When I looked back on how frustrated I was, it struck me how these things would not even cross a Russian’s mind. They would never consider those things a problem, much less get bent out of shape about them. But for me, I felt like I wasn’t going to make it through the season. It was suffocating.
Now I understand how to live and enjoy these differences… and just how much I needed them in my life.
I am reminded of how God taught his people valuable lessons through 40 years (not 6 months!) wandering in the wilderness. They needed to be humbled and trust him. No doubt that I needed humbling. I still do.

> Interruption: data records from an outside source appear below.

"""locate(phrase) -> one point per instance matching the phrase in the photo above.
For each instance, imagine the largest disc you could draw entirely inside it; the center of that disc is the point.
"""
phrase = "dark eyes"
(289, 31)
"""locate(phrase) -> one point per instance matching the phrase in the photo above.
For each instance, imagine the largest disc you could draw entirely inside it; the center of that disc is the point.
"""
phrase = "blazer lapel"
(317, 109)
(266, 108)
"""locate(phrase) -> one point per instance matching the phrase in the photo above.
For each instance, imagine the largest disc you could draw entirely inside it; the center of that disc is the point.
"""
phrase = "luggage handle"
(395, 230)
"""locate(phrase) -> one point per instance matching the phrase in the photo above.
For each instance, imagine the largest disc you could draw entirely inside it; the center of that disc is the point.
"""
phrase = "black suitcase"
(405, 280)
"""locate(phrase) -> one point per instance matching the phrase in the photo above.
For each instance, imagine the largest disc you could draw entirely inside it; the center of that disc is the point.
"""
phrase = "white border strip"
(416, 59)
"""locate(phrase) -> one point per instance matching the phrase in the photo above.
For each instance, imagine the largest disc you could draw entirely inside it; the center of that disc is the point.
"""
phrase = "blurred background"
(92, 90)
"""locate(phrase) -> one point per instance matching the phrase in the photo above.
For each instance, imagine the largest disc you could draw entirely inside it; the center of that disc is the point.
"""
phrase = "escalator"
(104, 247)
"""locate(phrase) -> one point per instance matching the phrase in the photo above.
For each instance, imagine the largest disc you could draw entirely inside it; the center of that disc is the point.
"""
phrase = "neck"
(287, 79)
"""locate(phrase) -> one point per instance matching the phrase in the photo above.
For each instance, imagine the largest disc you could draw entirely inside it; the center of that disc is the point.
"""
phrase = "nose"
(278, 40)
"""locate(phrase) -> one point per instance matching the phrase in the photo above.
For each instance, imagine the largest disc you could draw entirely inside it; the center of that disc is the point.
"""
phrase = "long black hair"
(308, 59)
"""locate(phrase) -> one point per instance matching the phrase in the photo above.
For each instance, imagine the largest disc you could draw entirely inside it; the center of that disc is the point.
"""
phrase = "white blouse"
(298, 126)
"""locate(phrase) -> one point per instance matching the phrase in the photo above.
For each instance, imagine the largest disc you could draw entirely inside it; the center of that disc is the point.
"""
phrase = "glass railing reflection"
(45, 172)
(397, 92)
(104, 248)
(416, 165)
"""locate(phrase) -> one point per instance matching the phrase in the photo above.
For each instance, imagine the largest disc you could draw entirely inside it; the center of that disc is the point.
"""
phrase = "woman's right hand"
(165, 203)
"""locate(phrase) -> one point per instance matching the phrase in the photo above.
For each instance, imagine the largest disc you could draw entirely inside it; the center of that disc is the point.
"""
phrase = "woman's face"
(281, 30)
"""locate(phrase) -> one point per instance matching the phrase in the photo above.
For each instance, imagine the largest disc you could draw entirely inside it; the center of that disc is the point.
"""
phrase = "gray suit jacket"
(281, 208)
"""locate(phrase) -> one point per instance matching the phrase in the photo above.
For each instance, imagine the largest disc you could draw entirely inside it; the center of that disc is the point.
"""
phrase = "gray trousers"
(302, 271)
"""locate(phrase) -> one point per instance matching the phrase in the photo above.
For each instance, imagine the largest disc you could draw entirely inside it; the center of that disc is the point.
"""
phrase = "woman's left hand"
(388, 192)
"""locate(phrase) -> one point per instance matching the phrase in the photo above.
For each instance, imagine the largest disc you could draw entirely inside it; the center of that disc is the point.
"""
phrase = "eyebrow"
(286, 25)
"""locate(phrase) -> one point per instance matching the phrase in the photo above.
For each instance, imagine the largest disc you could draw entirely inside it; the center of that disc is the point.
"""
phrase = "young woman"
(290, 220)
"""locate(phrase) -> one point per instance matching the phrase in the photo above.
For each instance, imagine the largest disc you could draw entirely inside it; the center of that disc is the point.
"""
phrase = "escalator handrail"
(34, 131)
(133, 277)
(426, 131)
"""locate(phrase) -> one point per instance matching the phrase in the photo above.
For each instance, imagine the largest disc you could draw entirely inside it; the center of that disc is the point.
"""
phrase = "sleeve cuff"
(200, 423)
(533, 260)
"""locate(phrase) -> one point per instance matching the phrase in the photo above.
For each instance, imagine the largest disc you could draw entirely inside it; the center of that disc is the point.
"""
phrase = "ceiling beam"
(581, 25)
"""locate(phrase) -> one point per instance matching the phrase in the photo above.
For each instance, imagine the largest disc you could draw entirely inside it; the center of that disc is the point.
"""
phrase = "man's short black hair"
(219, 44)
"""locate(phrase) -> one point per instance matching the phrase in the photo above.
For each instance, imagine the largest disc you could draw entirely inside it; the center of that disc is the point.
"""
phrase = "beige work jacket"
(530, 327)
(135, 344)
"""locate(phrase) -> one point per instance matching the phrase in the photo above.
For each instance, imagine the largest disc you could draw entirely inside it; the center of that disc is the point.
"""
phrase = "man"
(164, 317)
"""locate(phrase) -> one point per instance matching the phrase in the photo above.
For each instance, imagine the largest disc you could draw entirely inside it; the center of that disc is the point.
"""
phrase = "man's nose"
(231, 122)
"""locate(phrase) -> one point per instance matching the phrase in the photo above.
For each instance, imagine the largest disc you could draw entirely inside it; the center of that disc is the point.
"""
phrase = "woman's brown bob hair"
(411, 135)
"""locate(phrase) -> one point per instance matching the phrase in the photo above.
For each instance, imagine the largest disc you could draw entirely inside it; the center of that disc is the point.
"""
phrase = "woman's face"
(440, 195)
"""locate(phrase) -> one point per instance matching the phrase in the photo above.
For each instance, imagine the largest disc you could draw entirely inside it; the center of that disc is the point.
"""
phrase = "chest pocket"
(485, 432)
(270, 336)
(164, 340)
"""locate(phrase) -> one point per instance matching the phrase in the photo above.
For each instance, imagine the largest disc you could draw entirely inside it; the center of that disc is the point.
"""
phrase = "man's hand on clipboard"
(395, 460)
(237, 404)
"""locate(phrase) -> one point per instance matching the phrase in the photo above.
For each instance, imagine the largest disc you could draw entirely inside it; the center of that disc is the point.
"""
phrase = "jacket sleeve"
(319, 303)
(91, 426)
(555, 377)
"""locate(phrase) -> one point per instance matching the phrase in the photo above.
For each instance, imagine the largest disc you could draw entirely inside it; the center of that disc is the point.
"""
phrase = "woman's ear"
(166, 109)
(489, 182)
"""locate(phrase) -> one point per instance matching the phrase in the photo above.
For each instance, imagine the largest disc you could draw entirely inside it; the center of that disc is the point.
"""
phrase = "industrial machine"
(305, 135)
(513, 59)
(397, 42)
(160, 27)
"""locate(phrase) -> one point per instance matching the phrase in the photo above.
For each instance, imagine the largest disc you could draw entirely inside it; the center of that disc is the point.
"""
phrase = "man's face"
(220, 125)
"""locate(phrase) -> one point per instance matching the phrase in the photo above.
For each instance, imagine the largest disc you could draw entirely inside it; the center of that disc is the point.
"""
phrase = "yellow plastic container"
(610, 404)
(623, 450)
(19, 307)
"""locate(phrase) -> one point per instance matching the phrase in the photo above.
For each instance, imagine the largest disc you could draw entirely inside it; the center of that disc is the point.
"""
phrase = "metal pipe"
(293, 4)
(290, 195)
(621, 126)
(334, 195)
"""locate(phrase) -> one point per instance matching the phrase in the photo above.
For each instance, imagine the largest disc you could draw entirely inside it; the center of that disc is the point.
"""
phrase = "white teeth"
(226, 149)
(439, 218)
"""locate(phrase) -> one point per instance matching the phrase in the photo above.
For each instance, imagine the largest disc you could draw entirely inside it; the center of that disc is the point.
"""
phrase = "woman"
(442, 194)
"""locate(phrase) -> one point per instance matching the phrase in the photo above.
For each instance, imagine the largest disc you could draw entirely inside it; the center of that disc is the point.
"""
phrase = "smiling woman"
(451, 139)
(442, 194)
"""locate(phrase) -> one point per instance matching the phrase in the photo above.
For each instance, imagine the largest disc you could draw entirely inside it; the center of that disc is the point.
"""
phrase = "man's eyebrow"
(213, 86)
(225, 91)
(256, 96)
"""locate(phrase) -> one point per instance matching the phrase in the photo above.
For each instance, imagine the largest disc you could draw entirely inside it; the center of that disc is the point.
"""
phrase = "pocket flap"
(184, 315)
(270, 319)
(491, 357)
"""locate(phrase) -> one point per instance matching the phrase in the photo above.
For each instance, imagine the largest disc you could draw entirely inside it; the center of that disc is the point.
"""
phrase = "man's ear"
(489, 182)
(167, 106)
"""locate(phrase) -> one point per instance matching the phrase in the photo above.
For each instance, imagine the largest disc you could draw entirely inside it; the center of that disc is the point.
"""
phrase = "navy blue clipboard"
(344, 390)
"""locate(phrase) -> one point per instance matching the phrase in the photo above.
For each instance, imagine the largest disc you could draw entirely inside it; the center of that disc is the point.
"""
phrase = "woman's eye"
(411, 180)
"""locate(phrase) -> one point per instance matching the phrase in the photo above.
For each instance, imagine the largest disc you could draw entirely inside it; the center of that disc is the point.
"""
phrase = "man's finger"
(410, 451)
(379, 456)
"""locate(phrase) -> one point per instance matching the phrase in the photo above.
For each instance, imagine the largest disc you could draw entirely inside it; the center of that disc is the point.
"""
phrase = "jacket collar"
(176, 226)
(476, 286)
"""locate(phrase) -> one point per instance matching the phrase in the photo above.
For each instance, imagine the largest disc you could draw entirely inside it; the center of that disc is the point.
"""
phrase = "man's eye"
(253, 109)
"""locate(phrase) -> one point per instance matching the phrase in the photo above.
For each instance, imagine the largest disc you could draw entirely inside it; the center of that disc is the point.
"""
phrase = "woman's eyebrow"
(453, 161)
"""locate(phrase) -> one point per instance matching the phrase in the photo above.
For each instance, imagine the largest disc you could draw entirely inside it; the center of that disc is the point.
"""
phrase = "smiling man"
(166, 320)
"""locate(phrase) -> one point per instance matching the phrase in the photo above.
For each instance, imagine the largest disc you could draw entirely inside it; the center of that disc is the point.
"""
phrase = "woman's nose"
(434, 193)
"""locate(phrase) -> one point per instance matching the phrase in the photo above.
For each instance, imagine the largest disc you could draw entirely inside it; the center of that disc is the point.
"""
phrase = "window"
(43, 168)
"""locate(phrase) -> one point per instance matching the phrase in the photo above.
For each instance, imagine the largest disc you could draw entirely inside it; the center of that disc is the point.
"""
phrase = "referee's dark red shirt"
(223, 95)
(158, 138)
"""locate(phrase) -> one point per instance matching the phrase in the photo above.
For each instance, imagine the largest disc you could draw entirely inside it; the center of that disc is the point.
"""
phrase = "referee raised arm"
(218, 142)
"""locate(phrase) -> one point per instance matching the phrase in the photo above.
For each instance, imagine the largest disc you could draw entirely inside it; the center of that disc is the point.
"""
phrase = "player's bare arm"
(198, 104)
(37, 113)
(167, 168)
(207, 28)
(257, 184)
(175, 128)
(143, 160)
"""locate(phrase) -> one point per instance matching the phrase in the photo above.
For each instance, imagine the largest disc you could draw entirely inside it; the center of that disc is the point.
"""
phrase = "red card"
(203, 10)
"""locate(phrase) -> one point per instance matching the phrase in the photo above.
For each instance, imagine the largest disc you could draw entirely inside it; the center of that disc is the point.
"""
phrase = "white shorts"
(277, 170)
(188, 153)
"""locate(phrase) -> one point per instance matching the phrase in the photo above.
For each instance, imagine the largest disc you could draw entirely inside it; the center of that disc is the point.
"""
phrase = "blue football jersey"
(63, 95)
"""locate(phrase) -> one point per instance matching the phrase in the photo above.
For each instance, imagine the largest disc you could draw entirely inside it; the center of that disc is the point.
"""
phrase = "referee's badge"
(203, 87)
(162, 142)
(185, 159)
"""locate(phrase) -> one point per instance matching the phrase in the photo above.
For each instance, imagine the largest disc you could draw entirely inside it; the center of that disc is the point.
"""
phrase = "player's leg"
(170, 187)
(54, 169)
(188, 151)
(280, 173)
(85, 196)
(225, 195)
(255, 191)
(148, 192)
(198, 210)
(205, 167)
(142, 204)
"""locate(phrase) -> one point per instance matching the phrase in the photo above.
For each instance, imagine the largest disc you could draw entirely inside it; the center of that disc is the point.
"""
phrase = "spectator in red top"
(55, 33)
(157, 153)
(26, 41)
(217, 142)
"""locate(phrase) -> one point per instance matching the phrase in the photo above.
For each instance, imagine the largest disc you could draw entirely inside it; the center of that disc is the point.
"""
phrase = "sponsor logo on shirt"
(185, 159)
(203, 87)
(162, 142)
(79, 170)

““Make certain that you do not forget the LORD your God; do not fail to obey any of his laws that I am giving you today. When you have all you want to eat and have built good houses to live in and when your cattle and sheep, your silver and gold, and all your other possessions have increased, make sure that you do not become proud and forget the LORD your God who rescued you from Egypt, where you were slaves. He led you through that vast and terrifying desert where there were poisonous snakes and scorpions. In that dry and waterless land he made water flow out of solid rock for you. In the desert he gave you manna to eat, food that your ancestors had never eaten. He sent hardships on you to test you, so that in the end he could bless you with good things. So then, you must never think that you have made yourselves wealthy by your own power and strength. Remember that it is the LORD your God who gives you the power to become rich. He does this because he is still faithful today to the covenant that he made with your ancestors. Never forget the LORD your God or turn to other gods to worship and serve them. If you do, then I warn you today that you will certainly be destroyed.”
It is too easy to point fingers at others’ faults, problems, inadequacies. Russia wasn’t the problem. The way they do things in the KHL wasn’t the problem. I was… and still am… the problem. I have to continually examine myself; and when I compare myself to how I should be living out God’s Word, I see all the areas in which I am broken.